I lifted my head, swiping the tears from my cheeks with trembling hands. My reflection stared back at me in the rearview mirror—mascara streaked, lips trembling, eyes blazing with a fury I barely recognized.
“Five years,” I whispered, my voice shaking with rage. “Five f*****g years.”
The anger surged, stronger than the grief, a fire spreading through the hollow space inside me until it consumed everything else.

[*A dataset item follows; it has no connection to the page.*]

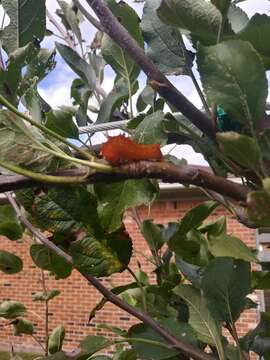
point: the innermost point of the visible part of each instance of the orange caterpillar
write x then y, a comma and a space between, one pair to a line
119, 150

He didn’t just cheat. He mocked me.
He didn’t just lie. He ridiculed me.
As if I was nothing.
As if I hadn’t built him up, supported him, given him everything.
Oh, Cameron.
You think you can destroy me?
You think I’ll fall apart, crawl into a corner, and let you walk away with my dignity in your pocket?
No.
No f*****g way.
My tears dried on my skin, leaving behind salt and resolve. I straightened in my seat, my chest still aching but my heart hardening with every passing second.
I wasn’t weak.
I wasn’t pathetic.
I was Avela Sinclair. I built an empire from nothing, in a world that told me I’d never survive. I carved my name into this city with blood, sweat, and sacrifice.
And he—he dared to underestimate me.
Cameron thought he could betray me, humiliate me, use me.
He had no idea who he was dealing with.
The sobs quieted, replaced by a deadly calm. My hands tightened on the wheel as I whispered into the empty car, the words tasting like steel on my tongue.
“Oh, Cameron… I’m going to make you pay. I’m going to make you f*****g pay.”